SharePoint Governance and Information Architecture Master Class Review

It has been a month since I attended Paul Culmsee’s SharePoint Governance and Information Architecture Master Class in Seattle.  I’ve done a lot of thinking during that time, and after reading Michal Pisarek’s review (Michal, who is a SharePoint MVP, was one of the 20 attendees), I felt compelled to blog my thoughts as well.

First of all, thanks to Paul, Erica Toelle and Ruven Gotz (another SharePoint MVP) for making the course happen and all of the content they contributed to the curriculum.  I think the most compelling thing that Paul Culmsee brings to the SharePoint Community is his ability to offer high quality ideas that make you think.  He always backs up his ideas with a lot of research and real-world experience. 

I’ve been following his blog for a couple of years and have read several of the books that he mentions on his blog, as well as in the class.  I’m sure everyone got something different from the class, because there was so much thrown at us in the two days.

I have a business background (marketing specifically), as opposed to an IT background, so my natural view tends to slant towards looking at the business as a whole first, then trying to marry the needs of the business with the available technologies.  Paul’s class opened my eyes to several techniques to make the planning process more efficient and effective in regards to undertaking a collaboration initiative.  For me the following were key takeaways.

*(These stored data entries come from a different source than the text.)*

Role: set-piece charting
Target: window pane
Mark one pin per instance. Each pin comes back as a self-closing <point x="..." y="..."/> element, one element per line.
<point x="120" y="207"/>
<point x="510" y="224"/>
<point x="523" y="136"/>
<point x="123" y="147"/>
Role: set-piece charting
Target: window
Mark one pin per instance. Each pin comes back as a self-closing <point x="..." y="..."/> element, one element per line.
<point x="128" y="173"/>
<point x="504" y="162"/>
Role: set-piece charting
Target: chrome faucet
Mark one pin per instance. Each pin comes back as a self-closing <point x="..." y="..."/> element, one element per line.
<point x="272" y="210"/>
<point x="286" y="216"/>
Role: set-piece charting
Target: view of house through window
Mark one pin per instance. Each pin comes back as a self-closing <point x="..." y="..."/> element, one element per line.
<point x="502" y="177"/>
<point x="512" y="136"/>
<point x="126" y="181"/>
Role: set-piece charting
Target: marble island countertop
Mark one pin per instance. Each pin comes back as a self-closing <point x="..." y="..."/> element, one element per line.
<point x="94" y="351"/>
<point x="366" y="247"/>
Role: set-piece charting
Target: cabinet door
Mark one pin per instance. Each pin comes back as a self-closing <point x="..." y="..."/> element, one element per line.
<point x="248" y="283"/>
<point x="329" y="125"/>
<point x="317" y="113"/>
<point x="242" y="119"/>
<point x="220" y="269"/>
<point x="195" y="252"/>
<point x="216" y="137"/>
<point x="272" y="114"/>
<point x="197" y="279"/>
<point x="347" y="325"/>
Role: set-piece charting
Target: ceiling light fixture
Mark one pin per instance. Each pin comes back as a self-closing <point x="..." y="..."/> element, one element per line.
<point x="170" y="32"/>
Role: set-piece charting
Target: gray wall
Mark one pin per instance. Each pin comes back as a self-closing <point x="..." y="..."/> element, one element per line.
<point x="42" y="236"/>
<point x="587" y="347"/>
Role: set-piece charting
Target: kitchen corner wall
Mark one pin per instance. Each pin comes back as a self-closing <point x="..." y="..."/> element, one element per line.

1. In order to come up with a good solution to a problem, you need to understand the type of problem you are looking at.  This seems simple enough, but I don’t think I have ever worked with a client that truly understands what type of problem collaboration poses (which is one of the reasons SharePoint projects tend to be so high risk). 

Paul talks about wicked problems in his blog and in this class.  What was interesting to me was getting a better feel for the forces that cause teams to become fragmented, and then how to look at problems in an entirely different way – as spelled out in the Cynefin Framework.  Once you have an understanding of the problem domains the framework identifies, you can utilize the proper leadership approach to solving them – and that is an invaluable perspective.

Cynefin Framework Resources:

2. Because of social complexity, solving a wicked problem is fundamentally a social process.  You have to really think about this one, and understand to offer collaboration solutions that help a company meet their top level strategic goals, you must involve a cross-functional group to reach a shared understanding of what you are trying to accomplish.  Without a shared understanding, you will not gain a shared commitment to the solution.  Without a shared commitment, your project will eventually fail.

Paul went through several problem structuring methods, but Dialogue Mapping is the one that I have gravitated too since first reading his blog on this topic.  I had already purchased the book by Jeff Conklin, and had created a MindMap template for facilitating sessions with clients.  It takes a litte while to feel comfortable running a session, but you really do see the difference it makes in the interactivity of the meetings.  In addition, you gain a written record of the conversation, so anyone can look at the map and see the rationale behind decisions.  It is great for quickly bringing people up to speed on the topic, or remembering why you are doing what you are doing when you are knee-deep in the project.

As far as business training classes go, this is the best one I have ever attended.  Yes, the topics are tied to making your SharePoint projects more effective, but the course is much more than that.  SharePoint just happens to be the tool that the attendees and the presenters work with on a daily basis, but the topics covered in this class will help you become a better business person.  You will be better equipped to help solve complex problems.  You will have insight into the approaches that are needed based on the type of problem you are facing – and the tools/techniques to utilize to come to a shared understanding.